I hold a lot of skepticism on the practical applications of LLMs as a tool. As a blanket rule, I never use LLMs or any similar technology in my education.
I know some people ask LLMs questions like “explain the fundamental theorem of calculus to me like I’m five.” While they may get good results for questions, I do not want to lean on them as a crutch. College is not only an opportunity to learn the raw material, but also an opportunity to learn how to learn. If we know anything about LLMs, it’s that its ability to answer complex questions break down as you move to more specialized classes.
Which is all to say: I did not investigate this with the intention of using it as a tool, I just wanted to play around.

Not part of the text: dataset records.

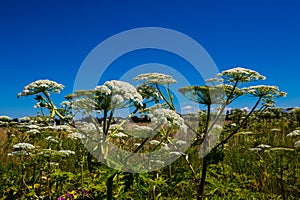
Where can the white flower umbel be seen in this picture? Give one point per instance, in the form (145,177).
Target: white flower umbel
(169,118)
(19,153)
(23,146)
(33,131)
(155,78)
(41,86)
(51,139)
(240,74)
(154,142)
(121,93)
(293,133)
(119,135)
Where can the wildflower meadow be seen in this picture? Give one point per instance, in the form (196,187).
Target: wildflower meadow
(82,149)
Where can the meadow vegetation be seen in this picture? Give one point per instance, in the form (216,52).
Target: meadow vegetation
(72,151)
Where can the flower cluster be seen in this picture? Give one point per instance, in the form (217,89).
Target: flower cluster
(41,86)
(23,146)
(240,74)
(155,78)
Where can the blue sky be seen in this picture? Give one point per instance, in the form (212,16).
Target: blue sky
(51,39)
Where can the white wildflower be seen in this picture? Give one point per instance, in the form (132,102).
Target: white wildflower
(165,146)
(120,135)
(51,139)
(275,129)
(180,142)
(175,153)
(63,128)
(122,93)
(255,149)
(240,74)
(41,86)
(19,153)
(23,146)
(33,131)
(155,78)
(154,142)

I use arch, btw. While I enjoy the level of control it provides, I don’t think it’s for everybody. This is partly because some things are quite difficult to set up.
For example, GPU support is limited and finicky, especially if you run an Intel Arc card, like I do. While it works perfectly for some apps, like blender, it doesn’t work so well for other things. My card only has 3 GB of VRAM, so it wouldn’t be able to fit most models anyway.
So when I took on the task of running an LLM on my local machine, I started at looking at CPU-only solutions.
Initially, I tried to raw-dog llama.cpp. That worked but only so. The command-line interface left a lot to be desired, and the process of downloading and loading various models was tedious and confusing.
That’s when I discovered Ollama. Installing it was as easy as running:
sudo pacman -S ollama
To avoid wasting resources on multiple instances of each model, Ollama uses a server architecture. You can start the server by running
ollama serve
Then, you can download an start chatting with a model with:
ollama run llama2
# Or:
ollama run mistral
That’s it! It really is that simple.
Again, you might have no reason to do any of this. Especially if you are happy with the privacy nightmare that is OpenAI, Google or Anthropic, or if you already have a system that works for you.